Upstarts: Reducing ‘No-Show’ Rates

Winter 2019

Patients who don’t show up for their scheduled medical appointments are a huge drain on health care providers’ time and resources, reducing appointment availability, increasing wait times, and negatively impacting patient satisfaction. To solve this problem, a team of researchers from the Johns Hopkins Malone Center for Engineering in Healthcare has developed a new algorithm that can reduce no-show rates and increase appointment availability.

“The new approach developed with our Johns Hopkins Community Physician partners has allowed the clinic to add over 70 pediatric appointments to its schedule per week, improving outpatient access for more children, while also reducing the no-show rate 16 percent for patients who are highly likely to miss scheduled appointments,” says Scott Levin, associate professor of emergency medicine at the Johns Hopkins University School of Medicine.

As part of their research, Levin and his team examined operations at two JHCP clinics, where they discovered that, on average, 20 percent of patients failed to show up for their scheduled appointments.

First, the team developed a machine-learning algorithm that predicts the likelihood that an individual will show up.
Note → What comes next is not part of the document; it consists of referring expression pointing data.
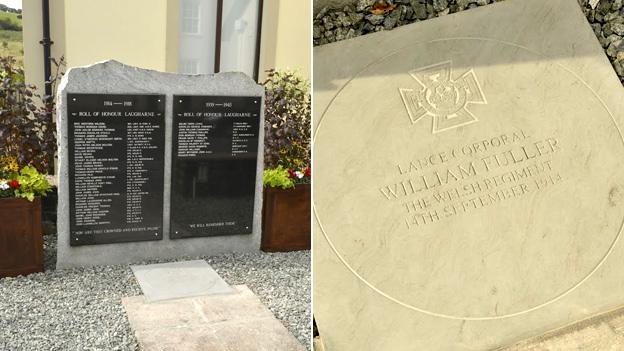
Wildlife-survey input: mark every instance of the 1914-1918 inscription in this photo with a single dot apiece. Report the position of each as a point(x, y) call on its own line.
point(214, 160)
point(116, 170)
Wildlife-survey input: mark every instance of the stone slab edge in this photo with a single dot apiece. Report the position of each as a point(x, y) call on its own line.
point(585, 333)
point(112, 77)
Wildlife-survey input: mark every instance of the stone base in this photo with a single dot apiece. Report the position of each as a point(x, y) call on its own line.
point(236, 321)
point(602, 332)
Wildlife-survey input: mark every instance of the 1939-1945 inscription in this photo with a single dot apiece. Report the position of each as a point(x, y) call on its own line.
point(215, 144)
point(116, 152)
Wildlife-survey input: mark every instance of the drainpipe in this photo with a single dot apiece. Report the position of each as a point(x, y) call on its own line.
point(47, 69)
point(46, 42)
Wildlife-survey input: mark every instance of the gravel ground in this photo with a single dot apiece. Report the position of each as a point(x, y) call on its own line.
point(606, 18)
point(80, 309)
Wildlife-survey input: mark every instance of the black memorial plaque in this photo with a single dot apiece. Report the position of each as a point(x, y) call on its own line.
point(116, 168)
point(213, 176)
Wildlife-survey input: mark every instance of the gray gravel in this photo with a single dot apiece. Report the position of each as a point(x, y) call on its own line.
point(606, 18)
point(80, 309)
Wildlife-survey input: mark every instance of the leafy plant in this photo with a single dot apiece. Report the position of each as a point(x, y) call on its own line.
point(21, 183)
point(278, 177)
point(287, 120)
point(27, 130)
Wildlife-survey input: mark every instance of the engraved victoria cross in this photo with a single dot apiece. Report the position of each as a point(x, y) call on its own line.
point(440, 96)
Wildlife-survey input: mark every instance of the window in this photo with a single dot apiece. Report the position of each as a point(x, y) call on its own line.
point(189, 66)
point(190, 16)
point(225, 40)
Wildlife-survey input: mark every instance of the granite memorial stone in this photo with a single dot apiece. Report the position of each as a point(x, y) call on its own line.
point(116, 153)
point(215, 147)
point(122, 188)
point(469, 187)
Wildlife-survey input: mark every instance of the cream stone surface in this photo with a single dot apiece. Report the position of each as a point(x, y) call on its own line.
point(226, 322)
point(469, 189)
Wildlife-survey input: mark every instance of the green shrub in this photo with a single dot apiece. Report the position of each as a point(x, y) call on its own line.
point(278, 177)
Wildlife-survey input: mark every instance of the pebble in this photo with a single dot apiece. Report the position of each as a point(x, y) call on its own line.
point(80, 309)
point(606, 18)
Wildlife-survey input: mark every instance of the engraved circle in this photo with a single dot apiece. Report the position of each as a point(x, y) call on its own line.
point(446, 315)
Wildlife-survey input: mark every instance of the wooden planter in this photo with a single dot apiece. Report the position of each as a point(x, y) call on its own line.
point(286, 219)
point(21, 241)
The model takes various predictors into account—demographics, economic status, medical history—and spits out a probability “no-show score.” Based on these scores, providers can identify “high-risk” patients and decide on further intervention.

Second, the researchers examined how providers can fill these “high-risk” appointment slots to most efficiently use their resources. For example, some have staff members make additional live reminder/confirmation calls to such patients. Other departments give these high-risk appointment slots to patients who urgently need to be seen.

Researchers say the next step is to integrate the model into Epic, Johns Hopkins Medicine’s electronic patient care records system, before expanding it across the Johns Hopkins Health System and, eventually, to hospitals across the nation.